I ask new clients to complete a series of reflective questions before we begin our work together. Some questions are about the coaching relationship: “What approaches encourage or motivate you?” Others about the client’s life: “What are you proud of?” or “What has been your biggest disappointment?” or “If you could change one thing about your life so far, what would that be and why?”

 One of the most important questions I ask is “What is your most common self-limiting behavior?”

I ask this question because I find that most of the limits we place on ourselves are self-imposed ones. That’s true of my clients, and that’s also true of my own life.

Yet we often don’t realize that we are holding ourselves back. In her book Now What? 90 Days to a New Direction, coach Laura Berman Fortgang notes that these limits may not appear to be self-imposed because “they are so well-integrated into your life that the lines [between externally-imposed limits and self-imposed ones] have become blurred.” Clients sometimes comment that until I posed that question, they had not really stopped to consider how they limited themselves.

 The answers that clients give to that question vary. Many people say it’s procrastination in one form or another—not starting something, not finishing something or engaging in endless revision and polishing. Some let general feelings of distrust or resentment stop them from moving forward. Some people get paralyzed by the belief that they “just don’t have what it takes” to achieve something. They believe they aren’t smart enough or good enough.

Our self-limiting behaviors are usually rooted in fear: fear of failure, of humiliation, of isolation, of the loss of a sense of belonging.

In her book, Playing Big, leadership coach Tara Mohr calls these self-limiting behaviors “hiding.” She says that we use these behaviors to convince ourselves that we are moving forward in the most diligent way we can” even as we avoid stepping into bigger roles.

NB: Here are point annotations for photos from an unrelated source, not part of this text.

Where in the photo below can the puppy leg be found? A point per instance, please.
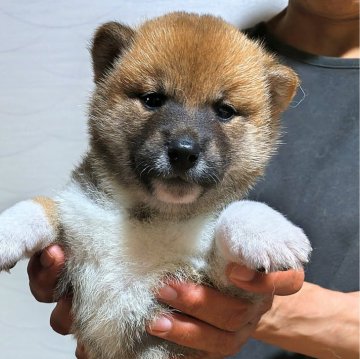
(25, 228)
(253, 234)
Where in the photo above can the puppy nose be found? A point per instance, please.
(183, 153)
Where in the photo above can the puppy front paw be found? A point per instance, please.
(253, 234)
(24, 229)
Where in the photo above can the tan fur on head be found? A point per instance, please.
(196, 62)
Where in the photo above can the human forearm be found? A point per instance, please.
(315, 321)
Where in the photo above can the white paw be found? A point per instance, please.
(253, 234)
(24, 229)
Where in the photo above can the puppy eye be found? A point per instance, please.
(153, 100)
(225, 112)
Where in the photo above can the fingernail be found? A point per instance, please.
(161, 324)
(241, 273)
(47, 258)
(167, 293)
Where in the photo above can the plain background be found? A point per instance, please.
(45, 82)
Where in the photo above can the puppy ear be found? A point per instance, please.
(283, 83)
(109, 43)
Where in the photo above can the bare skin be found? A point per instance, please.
(321, 27)
(218, 332)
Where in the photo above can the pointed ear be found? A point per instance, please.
(283, 83)
(109, 43)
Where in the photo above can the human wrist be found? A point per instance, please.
(315, 321)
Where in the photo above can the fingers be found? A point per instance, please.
(211, 306)
(61, 318)
(277, 283)
(43, 271)
(189, 332)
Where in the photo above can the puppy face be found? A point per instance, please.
(186, 109)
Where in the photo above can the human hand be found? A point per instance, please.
(217, 324)
(212, 322)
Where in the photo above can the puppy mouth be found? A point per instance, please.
(176, 190)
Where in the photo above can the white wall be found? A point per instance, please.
(45, 81)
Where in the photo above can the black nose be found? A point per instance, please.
(183, 153)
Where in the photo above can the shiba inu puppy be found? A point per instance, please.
(183, 119)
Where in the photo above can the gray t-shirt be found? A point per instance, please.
(314, 178)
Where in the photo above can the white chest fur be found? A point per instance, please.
(99, 231)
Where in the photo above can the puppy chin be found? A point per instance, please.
(176, 194)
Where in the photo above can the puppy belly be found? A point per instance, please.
(114, 268)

Through these hiding or self-limiting behaviors, Mohr says, we can “put off the scary work of stepping into our roles as leaders, creators, and change agents.”

Throughout the coaching process, I try to help clients become more aware of when they are limiting themselves, and we use a variety of tools to help them overcome the anxiety and fear that are at the roots of self-imposed limits.

What about you? How do you limit yourself in ways that keep you from doing the things you want to do with your life?